Гаррис наклонился над столом и умоляюще взглянул на Паганини.
— Успокойтесь ради ребенка и разрешите мне прочесть письмо.
После первых строк буквы запрыгали в глазах Гарриса. Он читал:
«Я решился на этот отчаянный побег потому, что Вы, как мне кажется, подозреваете меня. Я не выношу подозрений. Вы считаете, что ограбление Вашей квартиры было произведено при моем участии. Вот Вам доказательства: синьор Фонтана Пино украл Ваши деньги, он пойман, он сидит в Сен-Пелажи и завтра будет перевезен в тюрьму Лафорс. Я рад, что получил полную возможность изобличить вора. Он рассказывает о Вас всякие небылицы. Я добился права читать полицейские протоколы».
Жилы надулись на лбу Гарриса. Этого удара Паганини, вероятно, не снесет. Но почему он заговорил об Ахиллино? Гаррис читал дальше:
«Фонтана собирался похитить Вашего сына, но я вовремя помешал его проектам, и за это я должен страдать молчаливо, вынося Ваш подозрительный взгляд. Я вернусь к Вам в тот день, когда в утренней газете появится объявление о том, что Вы разыскиваем скрипку Страдивари номер семьсот семьдесят семь, я готов служить Вам до последней капли крови и сделаю все, чтобы синьорино Ахиллино был в безопасности. Оклеветанный перед Вами и Ваш верный слуга Федо Урбани».
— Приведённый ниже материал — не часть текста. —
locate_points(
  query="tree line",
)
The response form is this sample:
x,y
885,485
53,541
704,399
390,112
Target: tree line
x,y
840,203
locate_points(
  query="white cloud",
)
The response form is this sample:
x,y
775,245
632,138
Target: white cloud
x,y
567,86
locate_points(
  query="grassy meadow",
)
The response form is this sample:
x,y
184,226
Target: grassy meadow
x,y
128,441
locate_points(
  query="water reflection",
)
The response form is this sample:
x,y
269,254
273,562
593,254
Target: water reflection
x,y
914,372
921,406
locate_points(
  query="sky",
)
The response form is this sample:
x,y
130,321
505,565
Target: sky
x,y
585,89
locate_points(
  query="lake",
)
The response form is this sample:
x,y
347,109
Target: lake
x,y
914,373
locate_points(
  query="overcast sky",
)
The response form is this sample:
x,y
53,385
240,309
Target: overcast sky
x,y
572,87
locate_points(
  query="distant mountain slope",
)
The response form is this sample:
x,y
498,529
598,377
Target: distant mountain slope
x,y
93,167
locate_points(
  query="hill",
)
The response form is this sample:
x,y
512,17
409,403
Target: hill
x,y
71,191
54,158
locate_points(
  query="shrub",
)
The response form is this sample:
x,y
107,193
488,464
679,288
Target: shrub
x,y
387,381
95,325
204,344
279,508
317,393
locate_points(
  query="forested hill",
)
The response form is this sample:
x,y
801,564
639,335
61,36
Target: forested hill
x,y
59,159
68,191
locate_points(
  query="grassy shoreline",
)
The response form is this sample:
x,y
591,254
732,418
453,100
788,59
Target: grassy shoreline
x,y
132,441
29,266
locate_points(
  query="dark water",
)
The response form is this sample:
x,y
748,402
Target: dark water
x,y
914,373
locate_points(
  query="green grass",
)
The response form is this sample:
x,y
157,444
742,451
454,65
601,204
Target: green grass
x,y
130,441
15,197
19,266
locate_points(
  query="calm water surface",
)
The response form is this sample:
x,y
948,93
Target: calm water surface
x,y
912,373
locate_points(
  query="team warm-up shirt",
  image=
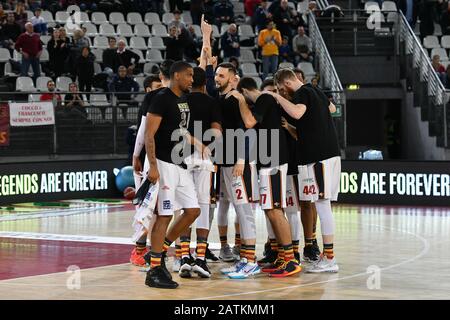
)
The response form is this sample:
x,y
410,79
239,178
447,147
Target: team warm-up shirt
x,y
268,114
175,115
317,134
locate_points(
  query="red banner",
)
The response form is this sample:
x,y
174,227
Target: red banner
x,y
4,125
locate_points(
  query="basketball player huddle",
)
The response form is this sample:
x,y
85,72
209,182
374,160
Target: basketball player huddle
x,y
193,165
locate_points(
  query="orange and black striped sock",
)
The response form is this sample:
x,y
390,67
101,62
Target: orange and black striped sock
x,y
178,251
185,243
328,250
223,241
166,244
288,252
250,253
273,244
280,253
155,259
201,248
296,246
237,239
243,251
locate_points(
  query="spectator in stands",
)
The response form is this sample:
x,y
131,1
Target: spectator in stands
x,y
286,54
250,7
175,4
51,95
30,46
269,40
10,31
123,83
177,20
39,24
84,69
20,14
229,43
175,44
223,12
126,58
197,9
261,16
302,46
58,51
109,55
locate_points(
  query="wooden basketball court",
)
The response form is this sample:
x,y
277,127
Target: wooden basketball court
x,y
383,253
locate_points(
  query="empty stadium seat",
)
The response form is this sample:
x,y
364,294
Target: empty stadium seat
x,y
152,18
101,42
125,30
441,52
25,84
134,18
142,30
249,70
62,83
388,6
431,42
41,83
99,18
4,55
154,55
156,43
116,18
107,30
159,30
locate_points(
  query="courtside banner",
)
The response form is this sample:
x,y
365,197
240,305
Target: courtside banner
x,y
31,114
395,183
61,180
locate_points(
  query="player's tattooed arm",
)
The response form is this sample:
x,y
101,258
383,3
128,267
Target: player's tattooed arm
x,y
246,114
152,125
296,111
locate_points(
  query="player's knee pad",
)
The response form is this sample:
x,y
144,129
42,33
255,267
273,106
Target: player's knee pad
x,y
325,214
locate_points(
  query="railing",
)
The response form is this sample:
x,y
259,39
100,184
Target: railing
x,y
101,126
329,78
420,59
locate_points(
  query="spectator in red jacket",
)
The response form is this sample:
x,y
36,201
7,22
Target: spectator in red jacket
x,y
30,46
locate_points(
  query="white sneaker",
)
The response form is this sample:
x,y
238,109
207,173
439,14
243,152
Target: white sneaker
x,y
324,265
249,269
235,267
176,265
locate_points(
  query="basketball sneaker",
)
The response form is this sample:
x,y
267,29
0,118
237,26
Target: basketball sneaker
x,y
324,265
201,269
310,255
185,268
176,265
247,270
226,254
273,266
287,269
137,259
158,278
235,267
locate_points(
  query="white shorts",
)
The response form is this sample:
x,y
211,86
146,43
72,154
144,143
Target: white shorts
x,y
320,180
272,187
176,189
292,197
243,189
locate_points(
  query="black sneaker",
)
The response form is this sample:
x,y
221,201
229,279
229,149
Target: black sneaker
x,y
316,247
269,258
201,268
309,254
210,256
185,268
157,278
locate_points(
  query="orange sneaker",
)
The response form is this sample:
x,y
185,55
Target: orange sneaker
x,y
137,259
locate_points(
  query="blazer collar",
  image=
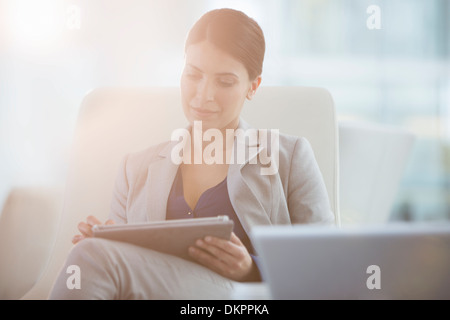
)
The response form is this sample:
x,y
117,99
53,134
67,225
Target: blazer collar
x,y
162,171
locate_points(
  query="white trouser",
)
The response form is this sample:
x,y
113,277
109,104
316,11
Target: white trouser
x,y
115,270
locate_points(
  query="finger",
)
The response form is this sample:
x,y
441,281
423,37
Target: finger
x,y
91,220
235,239
85,229
226,245
208,261
216,252
77,238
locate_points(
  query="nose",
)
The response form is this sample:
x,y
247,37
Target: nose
x,y
205,93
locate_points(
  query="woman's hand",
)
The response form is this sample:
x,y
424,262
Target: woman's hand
x,y
86,228
228,258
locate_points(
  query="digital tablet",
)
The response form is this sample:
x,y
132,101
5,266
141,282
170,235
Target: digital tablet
x,y
168,236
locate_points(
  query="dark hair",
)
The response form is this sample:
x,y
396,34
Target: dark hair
x,y
235,33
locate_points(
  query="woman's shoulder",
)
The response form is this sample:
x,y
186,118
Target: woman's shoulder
x,y
148,155
290,144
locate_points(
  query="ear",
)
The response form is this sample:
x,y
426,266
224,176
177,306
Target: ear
x,y
253,87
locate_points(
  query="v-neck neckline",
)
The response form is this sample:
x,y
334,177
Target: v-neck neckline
x,y
180,177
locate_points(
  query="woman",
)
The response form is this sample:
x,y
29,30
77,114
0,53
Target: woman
x,y
224,55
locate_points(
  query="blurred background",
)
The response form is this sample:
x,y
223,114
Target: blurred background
x,y
53,52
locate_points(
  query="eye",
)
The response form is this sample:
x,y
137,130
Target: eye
x,y
225,82
193,76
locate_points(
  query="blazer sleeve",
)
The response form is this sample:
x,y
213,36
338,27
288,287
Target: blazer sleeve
x,y
308,200
118,210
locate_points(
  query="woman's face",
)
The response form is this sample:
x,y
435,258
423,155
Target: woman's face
x,y
214,87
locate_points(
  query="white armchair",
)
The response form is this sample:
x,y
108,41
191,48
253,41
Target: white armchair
x,y
113,122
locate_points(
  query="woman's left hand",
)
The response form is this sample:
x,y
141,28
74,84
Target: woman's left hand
x,y
229,258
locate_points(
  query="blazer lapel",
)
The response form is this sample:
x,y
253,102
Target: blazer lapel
x,y
245,203
161,174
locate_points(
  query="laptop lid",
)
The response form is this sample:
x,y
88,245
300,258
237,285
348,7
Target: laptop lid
x,y
390,261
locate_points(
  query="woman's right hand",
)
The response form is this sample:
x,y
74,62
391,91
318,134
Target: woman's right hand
x,y
86,228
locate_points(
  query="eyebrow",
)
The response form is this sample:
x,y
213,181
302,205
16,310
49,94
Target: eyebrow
x,y
219,74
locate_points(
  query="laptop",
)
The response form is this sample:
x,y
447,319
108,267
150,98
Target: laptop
x,y
401,261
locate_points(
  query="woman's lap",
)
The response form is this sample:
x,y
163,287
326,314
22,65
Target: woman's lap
x,y
116,270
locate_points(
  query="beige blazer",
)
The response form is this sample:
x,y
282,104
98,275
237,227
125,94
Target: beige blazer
x,y
296,194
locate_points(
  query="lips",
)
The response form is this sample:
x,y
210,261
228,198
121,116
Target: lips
x,y
203,112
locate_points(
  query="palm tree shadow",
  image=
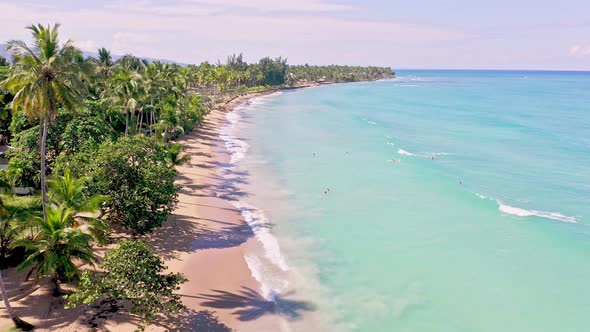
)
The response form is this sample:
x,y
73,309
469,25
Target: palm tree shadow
x,y
250,305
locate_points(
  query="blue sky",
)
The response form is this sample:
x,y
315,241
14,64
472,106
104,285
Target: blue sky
x,y
501,34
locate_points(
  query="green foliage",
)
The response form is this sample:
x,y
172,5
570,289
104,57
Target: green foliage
x,y
4,62
86,131
135,174
68,134
14,214
175,156
67,192
133,275
55,245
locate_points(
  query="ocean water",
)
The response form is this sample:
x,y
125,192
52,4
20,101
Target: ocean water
x,y
458,201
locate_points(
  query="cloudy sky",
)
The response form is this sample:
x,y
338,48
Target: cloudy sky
x,y
491,34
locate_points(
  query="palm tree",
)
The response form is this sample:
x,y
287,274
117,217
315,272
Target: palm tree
x,y
19,323
55,246
43,78
175,156
124,89
105,61
67,192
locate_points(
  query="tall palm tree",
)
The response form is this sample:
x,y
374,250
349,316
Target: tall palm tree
x,y
19,323
67,192
175,157
124,88
55,246
44,78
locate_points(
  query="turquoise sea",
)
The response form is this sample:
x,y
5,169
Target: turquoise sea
x,y
458,201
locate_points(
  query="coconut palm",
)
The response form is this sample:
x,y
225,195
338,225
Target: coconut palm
x,y
55,246
67,192
175,156
44,78
19,323
124,88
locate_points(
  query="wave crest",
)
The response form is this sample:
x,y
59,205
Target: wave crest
x,y
516,211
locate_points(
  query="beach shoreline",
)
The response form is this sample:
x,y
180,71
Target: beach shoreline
x,y
205,238
220,235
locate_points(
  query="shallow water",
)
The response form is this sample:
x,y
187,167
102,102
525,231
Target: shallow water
x,y
458,201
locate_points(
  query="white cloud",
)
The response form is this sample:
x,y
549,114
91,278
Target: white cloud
x,y
579,50
195,30
278,5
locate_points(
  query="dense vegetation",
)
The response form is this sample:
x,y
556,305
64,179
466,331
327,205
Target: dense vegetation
x,y
95,137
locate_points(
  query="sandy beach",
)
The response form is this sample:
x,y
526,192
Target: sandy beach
x,y
205,239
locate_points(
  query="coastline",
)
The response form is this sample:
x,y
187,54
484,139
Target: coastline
x,y
205,238
213,236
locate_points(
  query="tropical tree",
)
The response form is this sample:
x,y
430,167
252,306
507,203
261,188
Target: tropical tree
x,y
5,216
124,88
175,156
68,193
44,78
54,247
132,275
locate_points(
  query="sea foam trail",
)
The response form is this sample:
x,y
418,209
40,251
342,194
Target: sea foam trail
x,y
405,153
516,211
236,147
520,212
259,224
427,155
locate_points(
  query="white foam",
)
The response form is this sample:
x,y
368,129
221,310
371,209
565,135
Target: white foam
x,y
236,147
270,287
516,211
405,153
259,224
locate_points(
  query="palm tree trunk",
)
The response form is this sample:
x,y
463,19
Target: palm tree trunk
x,y
139,120
57,291
42,147
126,122
19,323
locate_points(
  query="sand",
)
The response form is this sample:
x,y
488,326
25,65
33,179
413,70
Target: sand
x,y
205,239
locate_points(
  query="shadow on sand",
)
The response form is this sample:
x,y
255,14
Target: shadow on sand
x,y
250,305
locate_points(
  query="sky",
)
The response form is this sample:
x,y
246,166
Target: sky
x,y
402,34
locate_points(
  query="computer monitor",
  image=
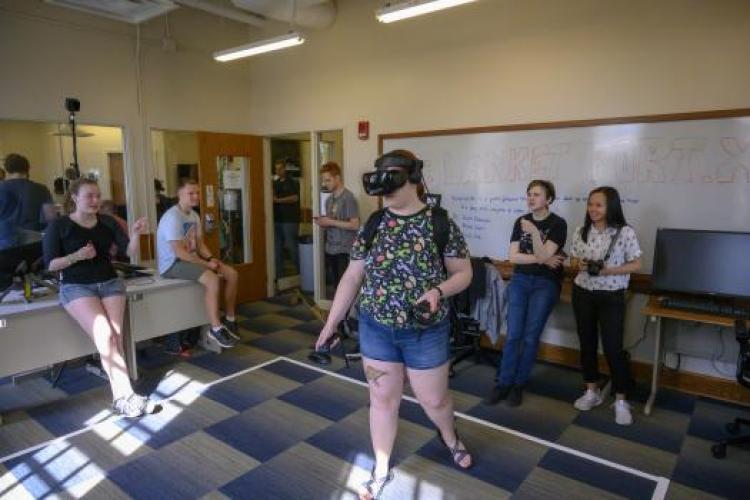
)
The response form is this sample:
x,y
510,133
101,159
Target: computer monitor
x,y
702,262
19,260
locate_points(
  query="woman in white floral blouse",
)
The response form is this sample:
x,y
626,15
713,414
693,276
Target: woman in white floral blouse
x,y
605,252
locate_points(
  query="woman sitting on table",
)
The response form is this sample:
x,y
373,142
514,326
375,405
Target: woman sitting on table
x,y
605,251
81,247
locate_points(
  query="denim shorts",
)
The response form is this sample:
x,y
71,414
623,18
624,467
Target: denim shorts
x,y
72,291
418,349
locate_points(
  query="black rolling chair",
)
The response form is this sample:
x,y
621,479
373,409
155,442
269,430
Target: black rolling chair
x,y
466,332
719,450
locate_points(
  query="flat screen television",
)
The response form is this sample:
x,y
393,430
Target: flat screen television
x,y
701,262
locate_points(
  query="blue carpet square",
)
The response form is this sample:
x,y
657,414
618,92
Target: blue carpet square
x,y
598,475
300,312
331,399
727,478
263,324
282,344
150,478
644,431
238,395
293,371
537,424
221,364
76,379
255,435
312,327
70,414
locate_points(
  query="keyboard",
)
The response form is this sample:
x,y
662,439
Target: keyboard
x,y
705,306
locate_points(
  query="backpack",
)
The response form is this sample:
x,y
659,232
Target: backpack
x,y
440,229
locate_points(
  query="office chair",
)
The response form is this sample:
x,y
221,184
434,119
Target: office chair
x,y
719,450
466,333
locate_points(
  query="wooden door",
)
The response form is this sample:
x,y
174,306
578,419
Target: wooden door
x,y
117,179
212,146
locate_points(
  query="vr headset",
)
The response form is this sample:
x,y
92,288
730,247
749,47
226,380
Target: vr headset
x,y
383,181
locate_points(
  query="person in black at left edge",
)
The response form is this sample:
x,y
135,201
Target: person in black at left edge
x,y
81,246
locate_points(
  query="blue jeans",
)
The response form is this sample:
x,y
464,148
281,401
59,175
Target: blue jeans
x,y
530,302
285,236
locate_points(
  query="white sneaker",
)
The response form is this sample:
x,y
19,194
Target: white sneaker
x,y
589,400
622,412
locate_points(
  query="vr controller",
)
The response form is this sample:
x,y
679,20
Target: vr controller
x,y
322,355
422,316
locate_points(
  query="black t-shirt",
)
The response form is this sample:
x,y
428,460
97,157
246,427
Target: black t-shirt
x,y
553,228
286,212
64,236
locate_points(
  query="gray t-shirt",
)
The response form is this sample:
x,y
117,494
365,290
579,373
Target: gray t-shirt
x,y
341,207
176,226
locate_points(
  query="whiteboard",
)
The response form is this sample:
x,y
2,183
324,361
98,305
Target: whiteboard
x,y
681,174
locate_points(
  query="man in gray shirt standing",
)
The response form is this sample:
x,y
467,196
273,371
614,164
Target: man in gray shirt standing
x,y
341,222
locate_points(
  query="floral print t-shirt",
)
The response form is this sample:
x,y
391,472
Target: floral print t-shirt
x,y
402,264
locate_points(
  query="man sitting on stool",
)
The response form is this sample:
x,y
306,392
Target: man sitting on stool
x,y
183,255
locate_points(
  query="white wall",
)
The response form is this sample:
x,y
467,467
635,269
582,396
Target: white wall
x,y
489,63
503,62
49,53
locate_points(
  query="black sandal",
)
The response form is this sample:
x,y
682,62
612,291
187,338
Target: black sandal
x,y
457,454
374,486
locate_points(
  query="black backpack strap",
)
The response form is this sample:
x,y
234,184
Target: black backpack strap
x,y
371,228
440,229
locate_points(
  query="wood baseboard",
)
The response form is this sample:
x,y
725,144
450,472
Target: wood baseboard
x,y
692,383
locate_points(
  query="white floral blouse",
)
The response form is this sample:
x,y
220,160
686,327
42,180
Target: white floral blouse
x,y
626,249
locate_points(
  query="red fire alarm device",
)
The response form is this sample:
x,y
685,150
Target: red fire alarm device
x,y
363,129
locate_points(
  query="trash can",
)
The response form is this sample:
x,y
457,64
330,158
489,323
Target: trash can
x,y
307,276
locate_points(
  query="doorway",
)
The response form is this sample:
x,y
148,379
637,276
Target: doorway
x,y
229,169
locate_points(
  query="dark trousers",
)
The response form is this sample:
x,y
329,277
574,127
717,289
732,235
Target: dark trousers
x,y
336,264
602,310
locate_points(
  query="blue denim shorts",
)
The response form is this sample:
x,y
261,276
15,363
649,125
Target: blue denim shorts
x,y
418,349
72,291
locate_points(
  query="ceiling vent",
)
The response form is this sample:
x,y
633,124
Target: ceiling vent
x,y
129,11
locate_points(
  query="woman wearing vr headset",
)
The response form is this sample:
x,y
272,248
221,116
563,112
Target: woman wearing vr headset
x,y
398,269
605,251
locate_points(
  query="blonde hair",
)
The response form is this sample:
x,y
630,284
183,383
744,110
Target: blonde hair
x,y
69,206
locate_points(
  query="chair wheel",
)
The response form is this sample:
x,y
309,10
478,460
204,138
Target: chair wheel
x,y
733,428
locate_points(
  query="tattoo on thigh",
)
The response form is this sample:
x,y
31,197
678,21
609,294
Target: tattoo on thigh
x,y
373,374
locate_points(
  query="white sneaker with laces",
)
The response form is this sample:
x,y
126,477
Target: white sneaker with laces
x,y
589,400
622,412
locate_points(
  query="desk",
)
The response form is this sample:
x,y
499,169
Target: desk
x,y
41,334
654,310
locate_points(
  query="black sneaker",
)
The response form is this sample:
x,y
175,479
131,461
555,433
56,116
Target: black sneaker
x,y
499,392
233,329
221,336
515,396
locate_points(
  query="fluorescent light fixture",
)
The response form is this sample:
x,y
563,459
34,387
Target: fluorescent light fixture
x,y
413,8
255,48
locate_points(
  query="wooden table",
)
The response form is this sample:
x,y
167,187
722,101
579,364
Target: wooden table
x,y
656,312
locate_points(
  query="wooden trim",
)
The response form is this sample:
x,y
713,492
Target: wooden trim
x,y
695,115
639,283
692,383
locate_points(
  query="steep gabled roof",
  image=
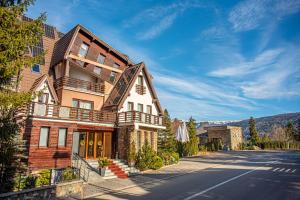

— Сейчас же поезжайте в редакцию, сейчас же дайте объявление! — сипел Паганини над ухом Гарриса.
Гаррис никогда не видел его таким расстроенным.
— Фонтана! — повторял Паганини. — «Лучший друг». Фонтана, защитник свободы Италии.
Урбани сидел перед старым седоволосым коадъютором с номером утренней газеты, которая на последней странице крупными буквами возвещала о желании синьора Паганини приобрести скрипку Страдивари номер семьсот семьдесят семь.
Синьор Нови и старый коадъютор ордена спорили по-прежнему. Но на этот раз Нови удалось поселить в душе старика большое сомнение, лишь немного не хватало для окончательного торжества его замыслов.